Create safe glasses to watch eclipse using cereal box

  • Anyone eager to catch a glimpse of Monday’s solar eclipse but doesn’t want to pay exorbitant prices for special viewing glasses could make their own
  • NASA has come up with low-tech and cost-friendly ideas to make sure people can look at the once-in-a-century eclipse while also preserving their eyesight
  • One solution is making protective eye gear using a ‘cereal box personal theater’ 

Anyone eager to catch a glimpse of Monday’s historic total solar eclipse but doesn’t want to pay exorbitant prices for special viewing glasses could make their own.

Since it is too dangerous to look at the sun during an eclipse with the naked eye, eclipse enthusiasts must use protection.

NASA has come up with ingenious low-tech and cost-friendly ideas to make sure people can look at the once-in-a-century eclipse while also preserving their eyesight, according to The Washington Post.
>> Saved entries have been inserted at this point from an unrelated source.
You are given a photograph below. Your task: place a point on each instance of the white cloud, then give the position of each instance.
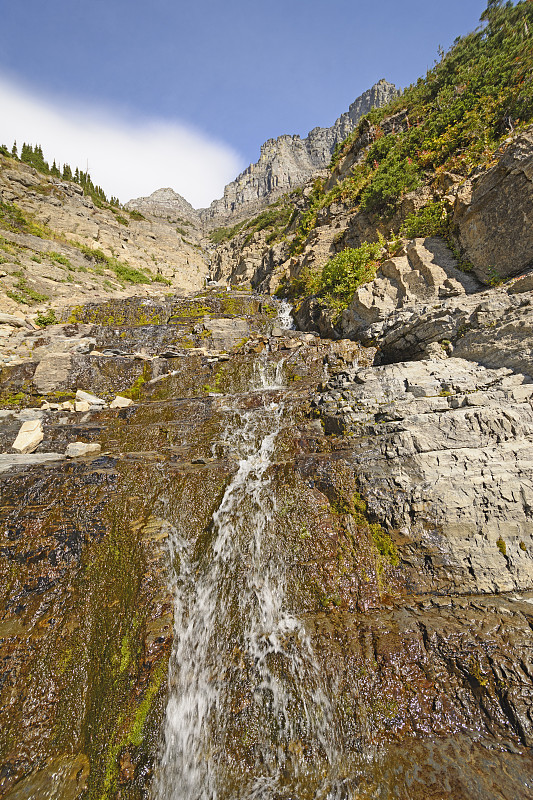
(128, 159)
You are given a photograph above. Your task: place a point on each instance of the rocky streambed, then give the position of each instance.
(286, 573)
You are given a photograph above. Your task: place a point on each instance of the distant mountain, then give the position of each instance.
(165, 203)
(289, 161)
(284, 164)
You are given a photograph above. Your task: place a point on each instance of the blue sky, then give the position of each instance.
(222, 75)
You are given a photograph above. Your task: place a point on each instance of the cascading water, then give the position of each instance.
(285, 319)
(246, 717)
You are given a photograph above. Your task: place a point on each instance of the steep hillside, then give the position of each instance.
(59, 245)
(288, 162)
(284, 164)
(419, 166)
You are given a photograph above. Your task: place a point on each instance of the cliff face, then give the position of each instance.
(165, 203)
(285, 163)
(289, 161)
(57, 247)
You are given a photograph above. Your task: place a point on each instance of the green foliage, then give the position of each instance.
(275, 217)
(454, 118)
(158, 278)
(12, 218)
(42, 319)
(23, 293)
(502, 547)
(219, 235)
(350, 268)
(384, 545)
(431, 220)
(336, 283)
(392, 178)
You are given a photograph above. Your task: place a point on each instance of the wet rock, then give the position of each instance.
(78, 449)
(8, 460)
(29, 436)
(63, 778)
(493, 213)
(121, 402)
One solution is making protective eye gear using a ‘cereal box personal theater’.

Find a pair of craft scissors, an empty cereal box, a piece of aluminium foil, tape, and either a small nail, or pushpin.

Using a cereal box, a piece of paper, aluminum foil, a pinprick, and a piece of tape, one can create a ‘cereal box personal theater’ that allows one to safely view Monday’s total solar eclipse

Then you need to take a piece of paper and trace the bottom of the cereal box.

Cut out the traced rectangle from the paper and put it in the bottom of the opened box.

Then cut square holes no bigger than 1.5 inches on the left and right side of the top of the cereal box.

Cut a piece of aluminium foil to cover the left hole and apply tape to cover it.

Then you need to poke a pinhole in the center of the foil. The smaller the hole, the sharper the projected image.

The sunlight is then supposed to go through the hole and be projected onto the piece of paper on the bottom of the cereal box.

All you have to do is look through the other hole and enjoy the show.

During the eclipse, you will see the moon getting in the path of the sun.